Im Frühling explodieren am schweizerischen Sonnenufer des Lago Maggiore die Blüten

Foto: Pr Public Relations
Foto: Pr Public Relations

Der Frühling erwacht im Tessin früher als anderswo. Schon in den Karnevalstagen blühen die ersten Kamelien und Magnolien. Allerdings kommt es darauf an, ob man die sonnige Seite des Lage Maggiore besucht oder aber die schattigen Hänge am gegenüberliegenden Ufer. Ein Spaziergang durch einige der schönsten Plätze am Langen See in der italienischen Schweiz.

Die Piazza Grande ist das Herzstück von Locarno. Der Platz ist der Salon der Stadt. Er ist von antiken Gebäuden sowie von Laubengängen im lombardischen Stil gesäumt. Im Sommer ist er besonders belebt, wenn das Rockfestival Moon and Stars und das Filmfestival über die einzigartige Open-Air-Bühne gehen.

Das war nicht immer so. Erster Schauplatz des Filmfestivals war zunächst das 1874 erbaute Grand Hotel. Egal ob Claudia Cardinale oder Sophia Loren: Die Diven unter den Schauspielerinnen wohnten alle im Grand Hotel. Und im Oktober 1925 wurde dort auch das Friedensabkommen von Locarno verabschiedet. Die Minister und Botschafter aller beteiligten Länder übernachteten ebenfalls im Grand Hotel. Nur Benito Mussolini nicht. Der italienische Diktator hielt sich lieber in der Villa des Vizekonsuls Farinelli im benachbarten Muralto auf.

Doch mindestens genauso berühmt ist Locarno für seine Kamelien. 1923 gab es deshalb erstmals das Kamelienfest. 2005 wurde dann anlässlich des Kongresses »International Camelie Society« der prächtige Kamelienpark eingeweiht. Zunächst waren dort 500 verschiedene Kamelienarten zu bewundern. Deren Blütezeit deckt satte neun Monate ab.

Mit Steinen aus dem Maggiatal wurde in dem Kleinod ein kleines Amphitheater eingerichtet mit Blick auf den Lago Maggiore. Heute beherbergt der Park 900 Kamelienvariationen, darunter 40 Arten und zehn duftende Hybriden. Es ist längst einer der wichtigsten Kamelienparks Europas. Und die Arbeit ist nicht beendet. 114 Kamelien müssen noch von der Schweizer und Internationalen Kameliengesellschaft identifiziert werden. Am südlichen und westlichen Rand des öffentlichen Strandbades stehen zudem 200 doppelte Kamelien, die als Trennhecke dienen.
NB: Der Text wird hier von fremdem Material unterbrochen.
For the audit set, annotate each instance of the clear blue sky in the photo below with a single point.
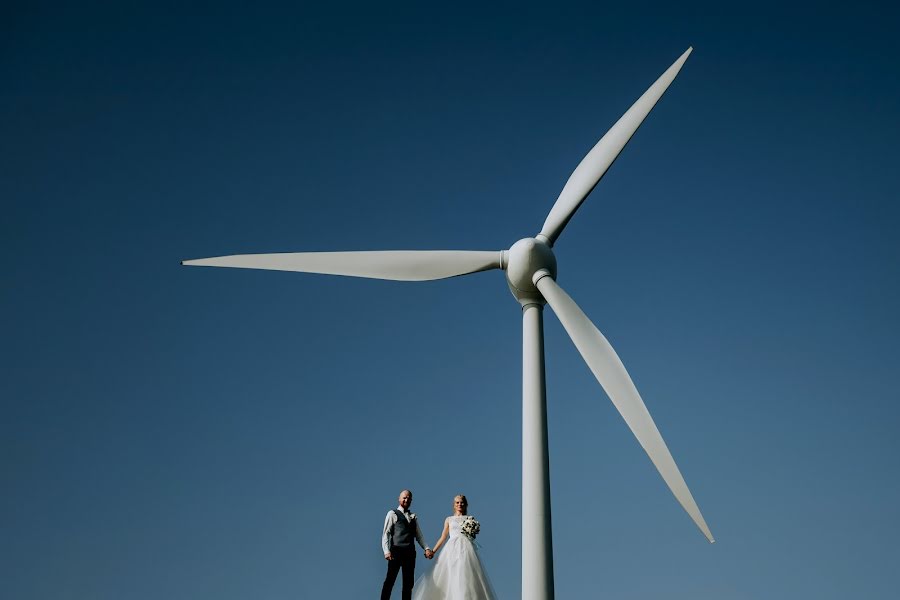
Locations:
(180, 433)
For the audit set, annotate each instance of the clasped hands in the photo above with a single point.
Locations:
(429, 554)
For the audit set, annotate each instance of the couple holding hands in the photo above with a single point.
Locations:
(457, 574)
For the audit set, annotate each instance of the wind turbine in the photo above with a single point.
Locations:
(531, 274)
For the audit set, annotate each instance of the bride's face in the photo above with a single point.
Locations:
(459, 506)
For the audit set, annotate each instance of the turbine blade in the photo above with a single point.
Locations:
(593, 166)
(396, 265)
(610, 372)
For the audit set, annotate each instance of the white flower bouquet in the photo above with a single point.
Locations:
(470, 528)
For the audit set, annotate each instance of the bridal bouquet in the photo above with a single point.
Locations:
(470, 528)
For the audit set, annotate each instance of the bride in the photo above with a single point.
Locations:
(457, 573)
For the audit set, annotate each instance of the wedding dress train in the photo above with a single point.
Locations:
(457, 573)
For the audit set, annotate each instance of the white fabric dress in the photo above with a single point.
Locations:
(457, 573)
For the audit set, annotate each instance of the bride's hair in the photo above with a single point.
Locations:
(465, 510)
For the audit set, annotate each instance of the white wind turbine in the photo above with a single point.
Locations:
(531, 274)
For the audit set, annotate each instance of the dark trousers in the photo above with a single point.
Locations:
(403, 558)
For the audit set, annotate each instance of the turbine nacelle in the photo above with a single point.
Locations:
(525, 258)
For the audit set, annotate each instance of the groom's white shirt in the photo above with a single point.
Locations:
(390, 520)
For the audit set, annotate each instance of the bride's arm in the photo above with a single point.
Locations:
(444, 535)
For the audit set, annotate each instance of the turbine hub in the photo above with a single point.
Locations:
(522, 261)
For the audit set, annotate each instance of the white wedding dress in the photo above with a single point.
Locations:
(457, 573)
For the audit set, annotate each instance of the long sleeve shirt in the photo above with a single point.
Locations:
(387, 535)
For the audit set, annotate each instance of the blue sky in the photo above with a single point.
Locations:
(170, 432)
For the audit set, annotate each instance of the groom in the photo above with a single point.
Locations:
(401, 530)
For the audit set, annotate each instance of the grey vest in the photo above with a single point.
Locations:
(404, 531)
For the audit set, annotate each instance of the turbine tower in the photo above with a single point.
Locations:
(530, 267)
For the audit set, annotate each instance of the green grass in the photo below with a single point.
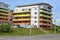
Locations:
(23, 32)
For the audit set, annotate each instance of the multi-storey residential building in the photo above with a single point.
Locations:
(38, 15)
(11, 15)
(4, 13)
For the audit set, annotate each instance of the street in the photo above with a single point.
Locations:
(42, 37)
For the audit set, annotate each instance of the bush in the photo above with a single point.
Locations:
(5, 27)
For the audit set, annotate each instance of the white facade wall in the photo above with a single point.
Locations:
(34, 9)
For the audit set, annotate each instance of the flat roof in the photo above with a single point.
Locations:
(35, 4)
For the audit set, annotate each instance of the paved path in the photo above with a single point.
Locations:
(44, 37)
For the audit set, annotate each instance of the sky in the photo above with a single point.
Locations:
(54, 3)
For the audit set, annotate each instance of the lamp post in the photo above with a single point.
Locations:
(55, 27)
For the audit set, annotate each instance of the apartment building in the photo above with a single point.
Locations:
(4, 13)
(38, 15)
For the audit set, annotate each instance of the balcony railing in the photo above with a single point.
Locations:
(21, 15)
(20, 19)
(46, 24)
(45, 16)
(4, 10)
(3, 17)
(21, 11)
(45, 11)
(45, 20)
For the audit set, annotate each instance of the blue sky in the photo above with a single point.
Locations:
(54, 3)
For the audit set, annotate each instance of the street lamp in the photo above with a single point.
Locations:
(55, 26)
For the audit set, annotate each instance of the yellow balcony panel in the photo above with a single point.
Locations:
(20, 15)
(4, 13)
(45, 16)
(45, 11)
(20, 11)
(4, 10)
(20, 19)
(3, 17)
(45, 20)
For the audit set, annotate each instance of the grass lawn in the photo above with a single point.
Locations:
(23, 32)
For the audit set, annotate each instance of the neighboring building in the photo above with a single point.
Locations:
(38, 15)
(4, 13)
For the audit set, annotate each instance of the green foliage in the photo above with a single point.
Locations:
(5, 27)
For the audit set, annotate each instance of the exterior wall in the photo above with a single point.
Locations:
(38, 16)
(4, 13)
(35, 17)
(45, 20)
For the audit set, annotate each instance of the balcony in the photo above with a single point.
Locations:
(20, 23)
(45, 20)
(21, 11)
(45, 24)
(3, 17)
(4, 10)
(4, 21)
(4, 13)
(45, 16)
(21, 15)
(45, 11)
(21, 19)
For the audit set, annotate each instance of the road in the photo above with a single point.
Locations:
(43, 37)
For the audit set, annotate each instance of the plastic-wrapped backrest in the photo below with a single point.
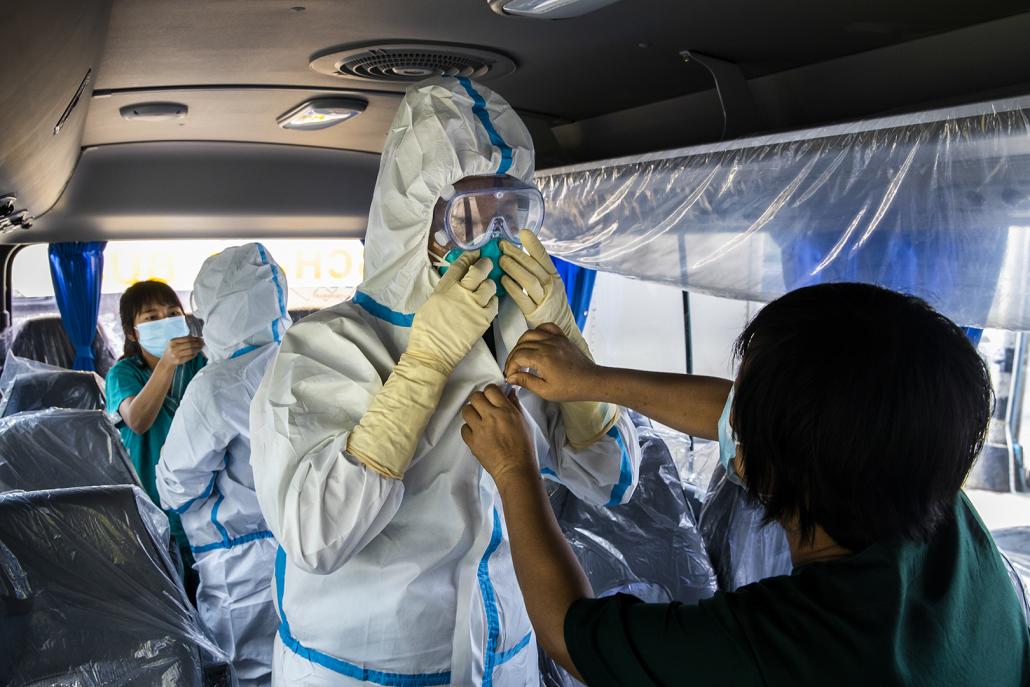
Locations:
(742, 549)
(652, 543)
(86, 577)
(650, 548)
(44, 339)
(39, 390)
(58, 448)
»Ende April ist die beste Blütezeit«

Seit Jahrhunderten pilgern Gläubige auf einen Berg oberhalb von Locarno. Dort ist 1480 angeblich die Jungfrau Maria erschienen. Die Madonna del Sasso in Orselino ist die bedeutendste Wallfahrtskirche der Schweiz. Es gibt zwei Wege, die den Aufstieg ermöglichen: der steile Kreuzweg oder der Weg durch das wilde Tal, an dem sich weitere Kapellen befinden. Wer es bequem mag, kann von Locarno aus mit der Drahtseilbahn nach oben fahren.

2013 wurden viele der dort vorhandenen Kunstwerke restauriert. Zu den Exponaten zählen Stuckaturen, Fresken und Gemälde des Bramantino genannten italienischen Architekten Bartolomeo Suardi sowie des Malers Antonio Ciseri. »Hier sein ist herrlich!« So hat der deutsche Dichter Rainer Maria Rilke mit wenigen Worten sehr treffend Ascona beschrieben. Das Fischerdorf ist vornehm, pittoresk, elegant und romantisch. Es gilt als einer der schönsten Orte der Schweiz. In den Gässchen der Fußgängerzone reihen sich Boutiquen, Restaurants, Kunstgalerien und Antiquitätenläden aneinander. Heute ist Ascona ein Ferienparadies für Gutbetuchte. Das Dorf am Lago Maggiore ist aber auch der Geburtsort von Giovanni A. Serodine, einer der größten Maler des 17. Jahrhunderts in Italien.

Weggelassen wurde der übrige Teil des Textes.